I´d like to start this post quoting Chuck Close.

The advice I like to give young artists, or really anybody who’ll listen to me, is not to wait around for inspiration. Inspiration is for amateurs; the rest of us just show up and get to work. If you wait around for the clouds to part and a bolt of lightning to strike you in the brain, you are not going to make an awful lot of work. All the best ideas come out of the process; they come out of the work itself. Things occur to you. If you’re sitting around trying to dream up a great art idea, you can sit there a long time before anything happens. But if you just get to work, something will occur to you and something else will occur to you and something else that you reject will push you in another direction. Inspiration is absolutely unnecessary and somehow deceptive. You feel like you need this great idea before you can get down to work, and I find that’s almost never the case.
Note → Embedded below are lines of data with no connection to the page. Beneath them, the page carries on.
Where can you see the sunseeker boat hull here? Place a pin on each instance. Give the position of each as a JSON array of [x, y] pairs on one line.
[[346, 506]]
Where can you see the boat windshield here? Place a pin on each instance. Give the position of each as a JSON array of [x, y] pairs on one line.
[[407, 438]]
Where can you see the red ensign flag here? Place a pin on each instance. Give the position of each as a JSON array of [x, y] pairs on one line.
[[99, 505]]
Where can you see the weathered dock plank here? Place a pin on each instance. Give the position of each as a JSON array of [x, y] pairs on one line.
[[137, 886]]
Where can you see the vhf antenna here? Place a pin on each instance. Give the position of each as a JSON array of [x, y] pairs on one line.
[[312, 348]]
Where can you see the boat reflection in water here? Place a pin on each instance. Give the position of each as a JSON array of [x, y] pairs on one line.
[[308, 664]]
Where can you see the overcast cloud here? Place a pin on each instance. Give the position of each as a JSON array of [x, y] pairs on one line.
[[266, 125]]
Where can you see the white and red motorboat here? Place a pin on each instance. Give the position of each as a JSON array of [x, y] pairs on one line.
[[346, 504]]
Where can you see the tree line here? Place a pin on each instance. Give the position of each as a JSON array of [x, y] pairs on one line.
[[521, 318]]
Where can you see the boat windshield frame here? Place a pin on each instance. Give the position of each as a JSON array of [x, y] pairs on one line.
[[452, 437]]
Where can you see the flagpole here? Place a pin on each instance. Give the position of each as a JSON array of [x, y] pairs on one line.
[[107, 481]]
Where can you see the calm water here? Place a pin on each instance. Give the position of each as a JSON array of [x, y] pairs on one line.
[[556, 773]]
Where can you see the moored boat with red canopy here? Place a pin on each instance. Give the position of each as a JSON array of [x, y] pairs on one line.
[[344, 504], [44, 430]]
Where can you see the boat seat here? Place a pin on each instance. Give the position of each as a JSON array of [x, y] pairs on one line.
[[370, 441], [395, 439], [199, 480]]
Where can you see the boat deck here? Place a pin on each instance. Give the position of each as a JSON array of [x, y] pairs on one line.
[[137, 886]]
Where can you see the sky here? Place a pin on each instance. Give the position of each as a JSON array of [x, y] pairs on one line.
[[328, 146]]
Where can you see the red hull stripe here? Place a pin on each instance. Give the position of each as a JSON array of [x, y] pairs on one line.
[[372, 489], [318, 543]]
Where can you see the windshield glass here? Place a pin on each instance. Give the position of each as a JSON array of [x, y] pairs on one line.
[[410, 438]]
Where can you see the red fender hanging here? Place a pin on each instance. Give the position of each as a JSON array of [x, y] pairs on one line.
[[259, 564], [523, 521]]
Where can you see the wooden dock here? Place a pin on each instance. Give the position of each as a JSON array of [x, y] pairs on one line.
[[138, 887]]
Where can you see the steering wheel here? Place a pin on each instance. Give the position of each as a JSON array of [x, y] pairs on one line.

(Charles Thomas “Chuck” Close (born July 5, 1940) American painter and photographer.)

on-the-easel
Underpainting in acrylics

Last week we returned from our short trip to the Netherlands. And back to work right away. The project of which I wrote in my post of August 13th was already on the easel waiting for me. Everything well prepared before I left. The sketches approved by the client, the linen stretched, covered with three layers of gesso and the drawing carefully transferred in red crayon. So, immediately after returning I was able to start. I like to work from nine to five. I never have to wait for the inspiration that Chuck Close writes about. However, I do need to be well focussed and the run up to that sometimes takes days. Part of the concentration process is applying the underpainting. In the final version of this painting there is a lot of blue and green, and that’s why I like to use a magenta undertone.
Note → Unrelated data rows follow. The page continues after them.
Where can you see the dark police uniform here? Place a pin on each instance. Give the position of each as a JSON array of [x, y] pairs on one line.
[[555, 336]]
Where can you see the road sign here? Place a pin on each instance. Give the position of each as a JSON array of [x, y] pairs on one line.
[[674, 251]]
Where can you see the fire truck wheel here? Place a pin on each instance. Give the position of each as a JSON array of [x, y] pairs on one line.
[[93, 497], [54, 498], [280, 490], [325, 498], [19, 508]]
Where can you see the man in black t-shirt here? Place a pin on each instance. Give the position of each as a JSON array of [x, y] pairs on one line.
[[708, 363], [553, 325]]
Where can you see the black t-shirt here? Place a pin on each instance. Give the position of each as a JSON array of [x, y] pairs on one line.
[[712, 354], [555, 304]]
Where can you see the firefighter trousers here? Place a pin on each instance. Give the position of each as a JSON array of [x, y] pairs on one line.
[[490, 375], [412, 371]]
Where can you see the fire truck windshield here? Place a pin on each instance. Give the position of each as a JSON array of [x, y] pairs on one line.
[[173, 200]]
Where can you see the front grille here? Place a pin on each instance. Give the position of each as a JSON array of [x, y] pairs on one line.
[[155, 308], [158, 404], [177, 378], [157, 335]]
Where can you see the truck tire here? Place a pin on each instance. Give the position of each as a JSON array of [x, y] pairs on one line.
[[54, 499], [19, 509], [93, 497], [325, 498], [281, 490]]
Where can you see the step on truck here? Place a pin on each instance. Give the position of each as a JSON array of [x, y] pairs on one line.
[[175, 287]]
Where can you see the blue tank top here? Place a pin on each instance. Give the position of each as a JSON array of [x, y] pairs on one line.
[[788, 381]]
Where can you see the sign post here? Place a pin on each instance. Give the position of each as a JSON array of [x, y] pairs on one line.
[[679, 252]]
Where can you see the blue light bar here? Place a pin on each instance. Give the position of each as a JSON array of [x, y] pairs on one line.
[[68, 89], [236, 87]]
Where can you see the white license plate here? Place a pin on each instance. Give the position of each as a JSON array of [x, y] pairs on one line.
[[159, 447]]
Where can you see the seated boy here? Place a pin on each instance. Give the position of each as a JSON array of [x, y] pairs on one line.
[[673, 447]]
2 Replies to “From nine to five”

  1. I am glad to know and see your work. The under painting ( lean ) take how long to dry? Also another product came up today. It is called spike oil.

    Oil of Spike Lavender is a solvent distilled from the Lavandula spica variety of lavender. It is a strong enough solvent to fully dissolve resins and mix well with oils to make mediums. This is very new to me and maybe you can share what you know about it. Thanks and have fun on your latest project!

    Peter Colburn ( Schulle ) My opa’s nama

    1. The underpainting is in acrylics so is dry inmediately. I don´t have experience with spike oil but will try it one day.